In the Philippines, billions of dollars of SOW funds from all countries should gradually reforest all the country’s sparsely-populated waterway, lakeside, swamp-side and upland watershed lands. Resort personnel reforest the waterway areas and perpetually guard perimeter grounds against encroachers, hunters, subdivision ‘developers’, land price speculators, squatters and destroyers of nature. High resort profits make perpetual care possible. All the while, the world’s rivers, lakes and swamps gradually transform into similar well-cared nature reserves. Reason: good laws take effect forever so billions of dollars in ‘loan capital’ for resort development and related industries flows each year for all time.

How may the resorts perform the delicate balance between nature preservation and destructive tourist pressure? Several ways: (1) The resort builds large plant-camouflaged concrete observation pillboxes connected by camouflaged tunnels along riverside and lakeside stretches. Near-zero level disturbance of the surrounding forested environment ensues. Bird and amphibian feeders near the pillboxes concentrate the resident birds into binocular view. (2) Three-meter high freshwater aquariums display the fish, crustaceans, crabs and turtle species that inhabit the resort. (3) Electric motor powered boats that are camouflaged with canvas tents silently glide along swampland waterways that have feeders in strategic areas. Tourists view the colorful migratory birds thru a binocular ‘window strip’ cut out along the tent. Tourists are encouraged to take pictures, identify species and record bird populations to help in scientists’ conservancy activities. (4) Animal-breeding facilities breed and care for threatened species in full sight of tourists to inculcate among all viewers the need to preserve what remains of our world patrimony. (5) Within every forested resort, multi-story condominiums with ‘flowery cliff’ facades are leased to operators of inns, restaurant chains, retail shops, spas, clinics, hospital recovery homes, retiree residences and serviced apartments.

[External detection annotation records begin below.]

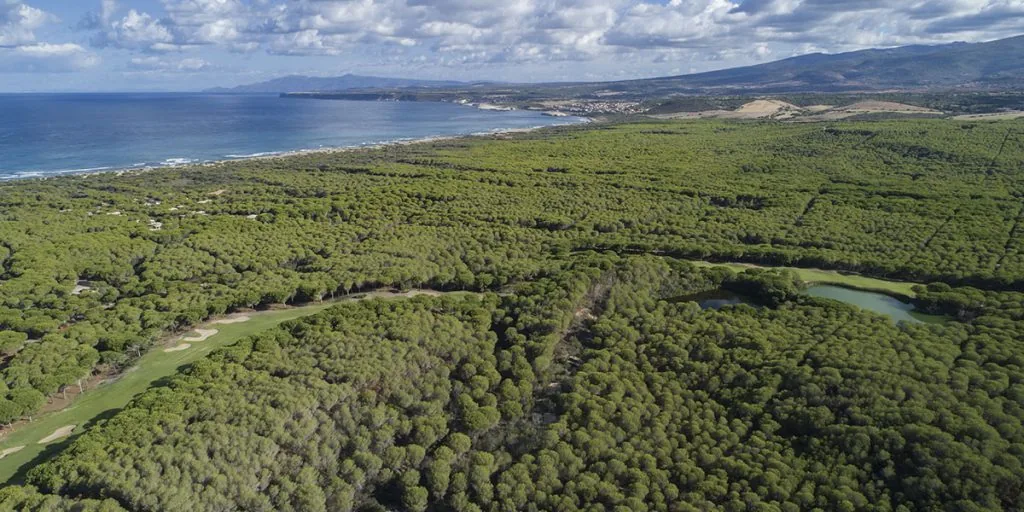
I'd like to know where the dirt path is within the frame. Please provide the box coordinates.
[39,425,75,444]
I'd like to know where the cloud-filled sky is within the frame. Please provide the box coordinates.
[0,0,1024,91]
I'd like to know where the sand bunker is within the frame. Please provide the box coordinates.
[181,329,217,342]
[39,425,75,444]
[213,314,249,326]
[0,445,25,459]
[398,290,444,297]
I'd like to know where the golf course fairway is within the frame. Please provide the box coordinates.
[0,290,460,485]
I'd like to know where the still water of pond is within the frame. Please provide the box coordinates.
[806,285,948,324]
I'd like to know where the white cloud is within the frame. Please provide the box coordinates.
[0,0,57,48]
[70,0,1024,75]
[0,43,100,73]
[128,55,211,73]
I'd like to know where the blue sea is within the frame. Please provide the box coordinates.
[0,93,582,179]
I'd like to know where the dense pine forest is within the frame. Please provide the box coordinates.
[0,120,1024,511]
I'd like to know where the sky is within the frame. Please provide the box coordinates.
[0,0,1024,92]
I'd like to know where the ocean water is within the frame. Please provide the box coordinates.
[0,93,582,179]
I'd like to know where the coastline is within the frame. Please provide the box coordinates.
[0,116,596,186]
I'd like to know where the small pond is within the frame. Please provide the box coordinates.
[805,285,948,324]
[669,290,751,309]
[669,285,949,324]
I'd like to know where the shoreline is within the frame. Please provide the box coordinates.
[0,116,596,186]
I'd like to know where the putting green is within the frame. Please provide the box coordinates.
[0,290,469,485]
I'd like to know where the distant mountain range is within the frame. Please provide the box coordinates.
[206,74,469,93]
[213,36,1024,97]
[608,36,1024,91]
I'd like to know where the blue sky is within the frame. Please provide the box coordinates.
[0,0,1024,91]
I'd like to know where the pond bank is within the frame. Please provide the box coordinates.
[686,260,920,300]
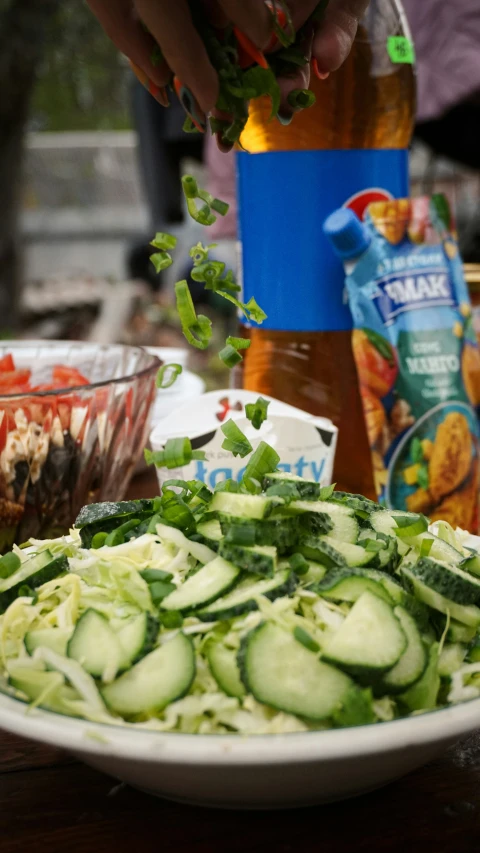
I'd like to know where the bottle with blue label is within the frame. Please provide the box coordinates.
[237,0,415,497]
[324,200,480,533]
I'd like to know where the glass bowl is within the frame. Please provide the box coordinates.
[0,341,161,552]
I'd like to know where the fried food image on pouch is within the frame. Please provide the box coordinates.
[430,460,478,529]
[428,412,472,504]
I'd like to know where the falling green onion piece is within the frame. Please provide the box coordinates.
[243,441,280,483]
[155,364,183,388]
[245,397,270,429]
[220,419,253,459]
[218,344,242,367]
[287,89,317,110]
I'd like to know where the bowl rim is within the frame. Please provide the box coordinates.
[0,338,162,403]
[0,694,480,767]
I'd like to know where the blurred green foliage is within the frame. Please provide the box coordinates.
[29,0,132,131]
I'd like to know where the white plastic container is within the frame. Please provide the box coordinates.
[150,389,337,489]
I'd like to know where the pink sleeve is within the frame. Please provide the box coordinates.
[205,133,237,240]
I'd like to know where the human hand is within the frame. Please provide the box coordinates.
[87,0,368,138]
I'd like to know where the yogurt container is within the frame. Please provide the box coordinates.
[150,389,337,489]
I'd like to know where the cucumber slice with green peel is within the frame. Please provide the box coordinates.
[0,551,68,612]
[282,501,360,543]
[24,628,73,656]
[197,518,223,551]
[438,643,467,678]
[208,492,275,519]
[404,531,463,566]
[400,566,480,628]
[160,557,242,612]
[67,609,122,678]
[398,643,440,711]
[263,471,322,500]
[115,613,159,670]
[368,509,410,557]
[219,513,299,554]
[195,568,297,622]
[207,643,246,699]
[322,591,407,680]
[219,542,278,577]
[238,622,354,720]
[309,568,394,604]
[411,557,480,605]
[382,607,428,693]
[101,631,195,717]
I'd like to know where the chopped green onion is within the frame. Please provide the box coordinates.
[226,335,251,349]
[243,441,280,482]
[218,344,242,367]
[293,625,320,652]
[139,569,173,583]
[144,438,206,468]
[104,518,140,548]
[150,231,177,251]
[420,539,433,557]
[287,89,317,110]
[175,281,212,349]
[220,419,253,459]
[148,581,177,604]
[90,530,108,550]
[359,539,385,554]
[245,397,270,429]
[155,364,183,388]
[0,551,22,578]
[288,553,310,575]
[159,610,183,630]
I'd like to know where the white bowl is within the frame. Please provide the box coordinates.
[0,695,480,809]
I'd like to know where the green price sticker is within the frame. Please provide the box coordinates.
[387,36,415,65]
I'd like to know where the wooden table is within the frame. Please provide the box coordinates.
[0,473,480,853]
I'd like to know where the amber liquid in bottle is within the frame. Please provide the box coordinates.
[233,6,415,498]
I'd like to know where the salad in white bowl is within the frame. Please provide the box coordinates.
[0,450,480,735]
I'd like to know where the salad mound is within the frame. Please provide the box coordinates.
[0,480,480,735]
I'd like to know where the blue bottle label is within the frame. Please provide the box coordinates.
[237,149,408,332]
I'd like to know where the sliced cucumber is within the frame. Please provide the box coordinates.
[116,613,159,670]
[67,609,122,678]
[382,607,427,693]
[400,566,480,628]
[298,536,370,569]
[411,557,480,605]
[263,471,322,500]
[24,628,72,656]
[101,631,195,717]
[218,541,278,577]
[399,643,440,711]
[207,643,246,699]
[197,518,223,551]
[238,622,354,720]
[368,509,410,557]
[322,591,407,679]
[160,557,242,611]
[311,568,394,604]
[0,551,68,611]
[284,501,360,543]
[195,568,297,622]
[208,492,275,519]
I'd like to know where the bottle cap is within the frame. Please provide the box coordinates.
[323,207,370,260]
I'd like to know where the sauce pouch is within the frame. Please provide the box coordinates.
[346,195,480,533]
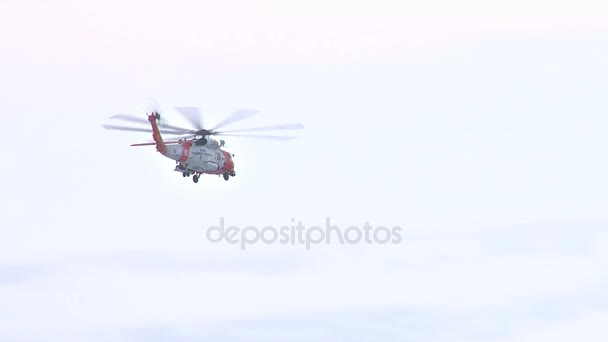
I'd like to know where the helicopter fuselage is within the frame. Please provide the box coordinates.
[163,139,234,175]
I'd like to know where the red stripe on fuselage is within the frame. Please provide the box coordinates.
[179,141,192,163]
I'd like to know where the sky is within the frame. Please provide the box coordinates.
[0,0,608,342]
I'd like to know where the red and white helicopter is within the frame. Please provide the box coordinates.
[103,107,304,183]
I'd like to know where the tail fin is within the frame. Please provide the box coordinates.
[148,112,167,155]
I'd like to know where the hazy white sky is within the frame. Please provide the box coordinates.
[0,0,608,342]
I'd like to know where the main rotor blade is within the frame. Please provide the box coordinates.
[210,109,258,131]
[110,114,194,134]
[131,141,182,146]
[221,124,304,133]
[110,114,149,125]
[215,133,296,141]
[102,125,187,135]
[175,107,204,131]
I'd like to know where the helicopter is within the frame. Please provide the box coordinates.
[102,107,304,183]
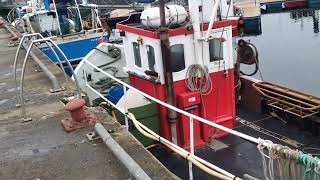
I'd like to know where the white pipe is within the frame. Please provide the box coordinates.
[94,123,151,180]
[205,0,221,41]
[84,59,260,144]
[188,0,203,64]
[84,60,244,180]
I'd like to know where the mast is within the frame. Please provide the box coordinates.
[159,0,177,144]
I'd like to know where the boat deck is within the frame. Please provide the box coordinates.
[0,29,177,180]
[152,107,320,179]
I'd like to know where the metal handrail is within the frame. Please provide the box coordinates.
[15,35,81,121]
[13,33,68,107]
[83,59,261,179]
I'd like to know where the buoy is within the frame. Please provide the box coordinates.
[140,5,188,27]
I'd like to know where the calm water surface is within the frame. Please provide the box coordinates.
[241,10,320,97]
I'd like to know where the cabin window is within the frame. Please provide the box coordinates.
[132,42,142,67]
[169,44,186,72]
[209,39,223,62]
[146,45,156,71]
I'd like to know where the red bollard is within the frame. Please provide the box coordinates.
[61,99,97,132]
[10,36,19,41]
[0,20,4,28]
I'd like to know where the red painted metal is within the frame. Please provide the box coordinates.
[177,92,205,149]
[116,20,239,39]
[61,99,97,132]
[129,69,235,146]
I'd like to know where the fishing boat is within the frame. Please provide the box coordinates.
[71,1,319,179]
[2,0,320,180]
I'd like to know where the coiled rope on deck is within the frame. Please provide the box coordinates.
[258,139,320,180]
[185,64,212,95]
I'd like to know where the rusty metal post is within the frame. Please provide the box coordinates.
[61,99,97,132]
[159,0,177,144]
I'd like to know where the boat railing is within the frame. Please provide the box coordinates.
[13,33,81,122]
[83,59,276,179]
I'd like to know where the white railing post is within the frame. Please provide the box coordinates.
[122,86,129,131]
[189,117,194,180]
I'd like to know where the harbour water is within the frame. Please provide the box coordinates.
[241,10,320,96]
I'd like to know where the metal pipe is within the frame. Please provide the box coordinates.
[206,0,221,40]
[22,42,61,92]
[95,123,151,180]
[4,24,19,39]
[49,39,81,98]
[84,75,241,180]
[20,41,34,121]
[159,0,177,144]
[84,59,261,144]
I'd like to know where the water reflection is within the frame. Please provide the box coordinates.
[241,10,320,96]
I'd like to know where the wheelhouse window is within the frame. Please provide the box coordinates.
[209,39,223,62]
[146,45,156,71]
[169,44,186,72]
[132,42,142,67]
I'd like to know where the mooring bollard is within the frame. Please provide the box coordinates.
[61,99,97,132]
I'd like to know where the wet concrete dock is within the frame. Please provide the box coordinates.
[0,25,177,180]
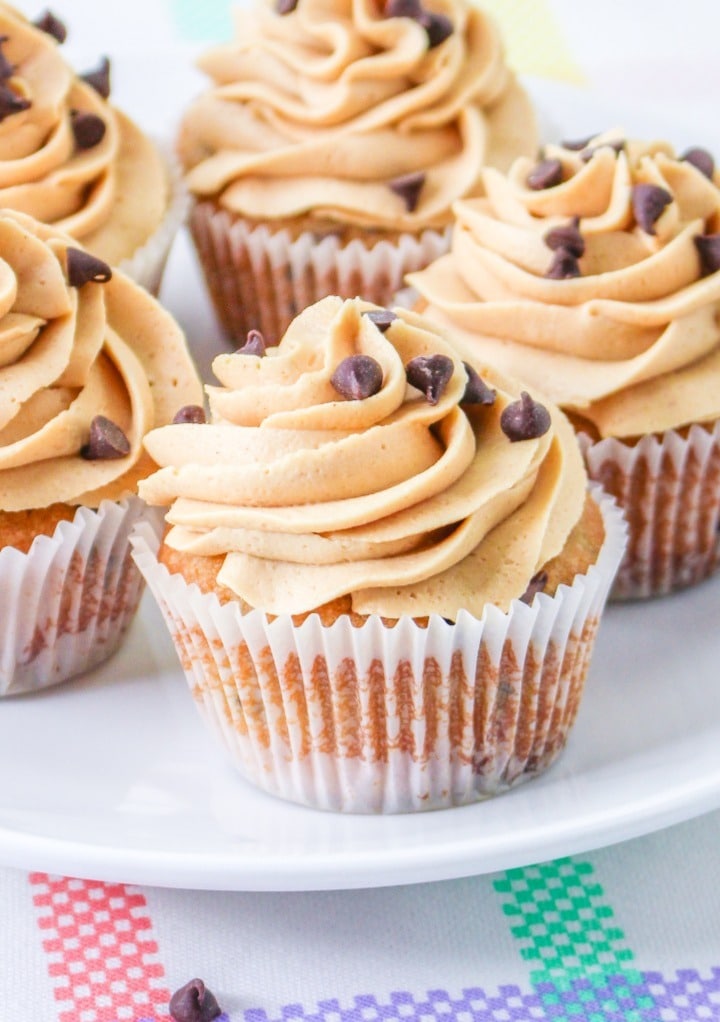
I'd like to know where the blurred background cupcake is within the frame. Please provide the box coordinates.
[179,0,537,342]
[0,211,202,695]
[0,3,187,292]
[411,131,720,597]
[133,297,623,812]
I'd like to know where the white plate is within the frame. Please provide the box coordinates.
[0,75,720,890]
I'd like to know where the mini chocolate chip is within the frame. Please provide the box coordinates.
[461,362,496,405]
[387,171,425,213]
[170,979,222,1022]
[80,415,130,461]
[527,159,563,191]
[0,85,33,121]
[632,185,672,234]
[520,571,547,605]
[235,330,268,359]
[65,248,112,287]
[500,390,551,444]
[173,405,207,425]
[680,145,715,181]
[580,138,625,164]
[330,355,383,401]
[545,248,580,280]
[405,355,454,405]
[80,57,110,99]
[363,309,397,333]
[418,10,453,50]
[692,234,720,277]
[70,110,106,149]
[542,217,585,259]
[33,10,67,43]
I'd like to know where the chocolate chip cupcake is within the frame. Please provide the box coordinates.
[0,3,187,291]
[133,297,623,812]
[411,132,720,598]
[0,211,202,695]
[179,0,537,343]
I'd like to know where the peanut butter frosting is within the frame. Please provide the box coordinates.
[0,4,170,266]
[179,0,537,230]
[409,131,720,438]
[0,211,202,511]
[140,297,586,619]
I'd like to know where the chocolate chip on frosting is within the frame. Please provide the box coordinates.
[0,85,33,121]
[173,405,207,425]
[405,355,454,405]
[70,110,107,149]
[80,57,110,99]
[500,390,551,444]
[545,248,580,280]
[527,159,563,191]
[680,145,715,181]
[461,362,497,405]
[330,355,383,401]
[169,979,222,1022]
[388,171,425,213]
[65,248,112,287]
[542,217,585,259]
[363,309,397,333]
[80,415,130,461]
[33,10,67,43]
[632,184,672,234]
[235,330,268,359]
[692,234,720,277]
[520,571,547,605]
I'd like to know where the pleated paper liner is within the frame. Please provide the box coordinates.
[579,422,720,600]
[0,497,162,696]
[131,492,625,812]
[190,201,449,343]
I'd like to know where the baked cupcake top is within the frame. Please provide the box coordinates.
[179,0,537,230]
[140,297,586,619]
[410,132,720,437]
[0,211,202,511]
[0,4,169,265]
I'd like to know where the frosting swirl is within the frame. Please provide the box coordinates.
[140,297,585,618]
[410,132,720,437]
[0,211,202,511]
[0,4,169,265]
[179,0,536,230]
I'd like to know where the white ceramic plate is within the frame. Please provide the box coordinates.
[0,75,720,890]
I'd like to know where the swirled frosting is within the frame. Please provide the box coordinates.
[410,132,720,437]
[179,0,536,230]
[0,4,169,266]
[140,297,586,618]
[0,211,202,511]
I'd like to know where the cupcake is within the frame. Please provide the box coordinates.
[0,211,202,695]
[0,3,187,291]
[133,296,623,812]
[179,0,537,343]
[410,132,720,598]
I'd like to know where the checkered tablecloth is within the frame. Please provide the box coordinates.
[0,0,720,1022]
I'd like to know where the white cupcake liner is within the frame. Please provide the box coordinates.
[0,497,162,696]
[190,202,450,343]
[579,422,720,600]
[131,489,625,812]
[117,142,190,295]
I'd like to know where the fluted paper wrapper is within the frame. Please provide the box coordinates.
[0,497,162,696]
[190,202,449,343]
[117,143,190,295]
[131,488,625,812]
[579,422,720,600]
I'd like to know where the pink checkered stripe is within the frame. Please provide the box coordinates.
[30,873,170,1022]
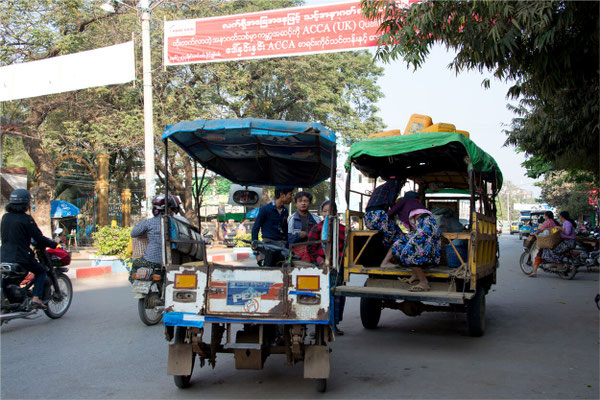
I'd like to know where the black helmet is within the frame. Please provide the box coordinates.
[9,189,31,204]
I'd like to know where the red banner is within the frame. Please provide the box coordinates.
[164,0,417,65]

Local employee groups are encouraged to buy inn or apartment spaces for 'sideline income' tourist rentals. The effect are ‘hidden cities’ within hundred-hectare resorts, enabling tourists and residents to enjoy both ‘unspoiled nature’ and all city amenities at the same time. (6) Swimming pools with waterfalls, obstacle courses and airsoft ‘battlefields’, kiddie rides, basketball, volleyball, tennis courts, fiesta street dancing, ballroom dancing facilities, convention halls for rent, and low-cost food encourage tourist groups to stay for weeks or months on end. All facilities are camouflaged by thick vegetation or ‘flowery cliffs’ for a ‘total escape to nature.’ (7) Similar resorts worldwide link by internet to exchange views on profit-based nature conservancy and ways to encourage resort-hopping among the world’s tourist hordes that number 150 million yearly, and rising.

How is the poverty problem addressed? Hundred-hectare waterway resorts all over the world should spawn millions of jobs for rural poor. Supplier and service industries rise up and create millions more jobs. The resorts and industries are employee-owned as a consequence of the SOW law, so billions of dollars worth of stock shares and dividends flow among employee masses, for all eternity. The SOW law’s exemplary effects spawn more laws that finance more employee-owned industries to ultimately redeem all the world’s poor. Tourism industries set up follow our waterway resort model, this time to spawn breeding reserves cum resorts that preserve what remains of the planet’s other threatened life species: ocean-crossing birds, coastal animals, desert plants and animals, grassland ruminants, marine animals, frigid zone mammals, endemic animals and plants, etc. Humans begin to co-exist with all remaining plant and animal species instead of keeping the planet only for themselves. All because our blogger army made the first moves.